Entre le documentaire et l’imaginaire, le manuscrit en travail et le livre achevé, l’expérimentation des hybridations et la codification du genre, la solitude dont se nourrit l’écriture et la rencontre qu’elle poursuit, la revue ménage une transition indispensable, un espace riche de ses métamorphoses, une marge blanche où s’inventer et se réinventer. J’en ai découvert de très belles récemment : La femelle du requin, La moitié du fourbi, La mer gelée et vous ai déjà parlé d’Artichaut et d’Espace(s). Toutes sont des objets d’art autant que de littérature, au graphisme extrêmement soigné.
Aujourd’hui, je vous présente La Piscine, fondée par Louise Imagine, Christophe Sanchez, Philippe Castelneau et Alain Mouton. Diptyque et symétrique, d’un côté en noir et blanc, de l’autre en couleurs, elle se traverse comme une piscine, longueurs allée-retour, entre surface et profondeur, textes et images. Incroyablement diverse dans ses esthétiques et ses styles, elle accepte, sans préconçu ni préjugé, ce qui répond avec exigence et originalité à son thème, dans le numéro 2 Incidences, Coïncidences, ainsi présenté : « Connexion et pouvoir de la pensée, impression de « déjà vu », loi de Murphy, synchronicité ; personnes, lieux, circonstances qui font douter, rêver, s’émerveiller et bouleversent ainsi nos parcours de vie.
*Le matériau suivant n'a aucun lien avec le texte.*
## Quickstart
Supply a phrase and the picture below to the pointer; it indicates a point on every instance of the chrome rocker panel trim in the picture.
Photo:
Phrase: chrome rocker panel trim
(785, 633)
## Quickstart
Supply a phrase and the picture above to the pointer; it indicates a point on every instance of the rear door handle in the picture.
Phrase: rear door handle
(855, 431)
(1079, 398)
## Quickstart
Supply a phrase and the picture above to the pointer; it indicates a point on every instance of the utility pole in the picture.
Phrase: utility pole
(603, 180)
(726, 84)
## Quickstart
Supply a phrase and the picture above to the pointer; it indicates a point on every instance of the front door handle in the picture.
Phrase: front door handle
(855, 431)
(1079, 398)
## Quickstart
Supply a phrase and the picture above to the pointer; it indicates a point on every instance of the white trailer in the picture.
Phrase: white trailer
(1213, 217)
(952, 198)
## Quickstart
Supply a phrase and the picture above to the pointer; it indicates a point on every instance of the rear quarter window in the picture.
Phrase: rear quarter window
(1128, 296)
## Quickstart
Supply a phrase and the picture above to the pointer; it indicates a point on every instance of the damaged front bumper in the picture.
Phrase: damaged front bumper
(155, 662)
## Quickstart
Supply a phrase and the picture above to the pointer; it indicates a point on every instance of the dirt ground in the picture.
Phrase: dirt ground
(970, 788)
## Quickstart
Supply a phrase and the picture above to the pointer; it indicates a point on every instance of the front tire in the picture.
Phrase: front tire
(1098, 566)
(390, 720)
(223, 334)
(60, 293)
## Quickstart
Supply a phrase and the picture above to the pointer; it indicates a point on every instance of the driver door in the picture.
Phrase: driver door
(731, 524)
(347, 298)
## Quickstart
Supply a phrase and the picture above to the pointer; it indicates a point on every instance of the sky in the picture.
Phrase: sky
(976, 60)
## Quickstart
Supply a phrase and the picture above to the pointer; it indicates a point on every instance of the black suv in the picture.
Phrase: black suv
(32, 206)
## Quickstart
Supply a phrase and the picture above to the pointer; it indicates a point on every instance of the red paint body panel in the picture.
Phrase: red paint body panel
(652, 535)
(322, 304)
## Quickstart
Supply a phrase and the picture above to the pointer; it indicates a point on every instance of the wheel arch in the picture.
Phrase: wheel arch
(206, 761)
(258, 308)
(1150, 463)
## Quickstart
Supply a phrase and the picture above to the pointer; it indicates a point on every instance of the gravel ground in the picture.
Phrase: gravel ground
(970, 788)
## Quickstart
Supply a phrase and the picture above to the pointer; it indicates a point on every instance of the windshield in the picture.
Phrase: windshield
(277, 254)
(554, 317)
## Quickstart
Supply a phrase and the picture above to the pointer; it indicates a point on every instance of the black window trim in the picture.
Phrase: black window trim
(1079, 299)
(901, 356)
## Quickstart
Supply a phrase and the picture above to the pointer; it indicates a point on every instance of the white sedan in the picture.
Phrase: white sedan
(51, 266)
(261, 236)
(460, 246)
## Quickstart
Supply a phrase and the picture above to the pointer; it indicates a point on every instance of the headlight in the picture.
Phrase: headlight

Les coïncidences sont-elles uniquement le fruit du hasard ? Quelle est la part insidieuse de nos croyances dans le déroulé de l’existence ? Quelles en sont les incidences ? Qui agit sur qui, sur quoi et pourquoi ? Du cercle vertueux à la spirale infernale, que signifient ces phénomènes ? »
M’ont charmée tout particulièrement le romantisme noir d’Alexis Piat dans une nouvelle peuplée de bougies où se réfugient les anges, l’expérience d’un « espace sans nom » par Jérémy Taleyson, où est annulée pour quelques jours la réduction des choses aux mots, du sensible au symbolique, de l’espace à sa signalétique, et la poésie loufoque, un rien grinçante de Jindra Kratochvil ; mais la Piscine abrite bien d’autres curieux poissons et fantasques libellules. J’y ai moi-même raconté une rencontre, dans un texte bref intitulé Ce jour-là. À la fois épurée et fragmentée, transparente et chatoyante, comme la surface de la piscine dont elle tire son nom, cette revue semble jouer des rencontres fortuites ou destinées, du choc entre arts et univers, suscitant glissements et chevauchements, ondes et ondulations. Le thème de ce numéro lui va donc à merveille.
La revue est une résistance. Littérature mineure et marginale dans un monde de monopole et tout autant littérature libre et libertine dans un monde de dépendances, elle risque de s’éteindre d’un numéro à l’autre, si la vente de l’un n’assure pas la production du prochain ; mais elle brille d’autant plus que ce pourrait être la dernière fois – luciole, petite clarté. D’où la nécessité de les soutenir, les acheter, les prêter, les lire, les réciter, afin de réaliser le rêve de toute revue : une communauté de solitaires.